Art Viewers celebrates Steinberg’s lifelong practice of collage. It is also one of his most imaginative and compelling works, the culmination of a twenty-year engagement with the theme of people looking at art. “For me,” he said, “the people who look at art are even more interesting than the art itself.”30A The scale of Art Viewers—human, almost human, and over-lifesize—physically parallels that of the visitors (who, in Steinberg’s oeuvre, are usually female; something to ponder). No longer are they looking at a picture on the wall, but at themselves in real time and space. In a Steinbergian play of reality levels, visitors see a simulacrum of themselves wandering through the gallery looking at Steinbergs, the act of creation represented by the cluttered drawing table and easel—both fashioned from multiple collaged pieces—and by the works being viewed in the mural.

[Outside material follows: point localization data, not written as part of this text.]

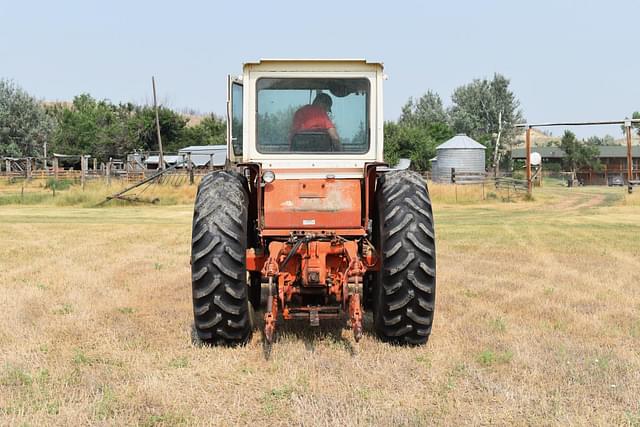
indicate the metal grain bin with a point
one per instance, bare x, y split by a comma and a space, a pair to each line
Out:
462, 153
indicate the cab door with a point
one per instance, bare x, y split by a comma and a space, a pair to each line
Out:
234, 119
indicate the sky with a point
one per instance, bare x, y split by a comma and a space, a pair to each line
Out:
567, 60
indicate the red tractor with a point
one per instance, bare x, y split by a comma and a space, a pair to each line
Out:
307, 222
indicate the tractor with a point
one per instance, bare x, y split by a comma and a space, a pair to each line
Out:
306, 222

The spectators in Steinberg’s art-viewer drawings are almost always in profile, as they are in the Maeght mural, mimicking the way we see people walking through a gallery. It is here that Art Viewers forecasts the next stage in Steinberg’s adventures in art display. Among the works being viewed, as well as on the easel, are colored trapezoidal paintings. Within two years, he began to create galleries of “false paintings”—minus the people—by assembling works, painted on slats of wood, to simulate the perspectival slant of art seen along a museum or gallery wall. Steinberg is now representing representation, shifting from a focus on viewers to the locus of viewing.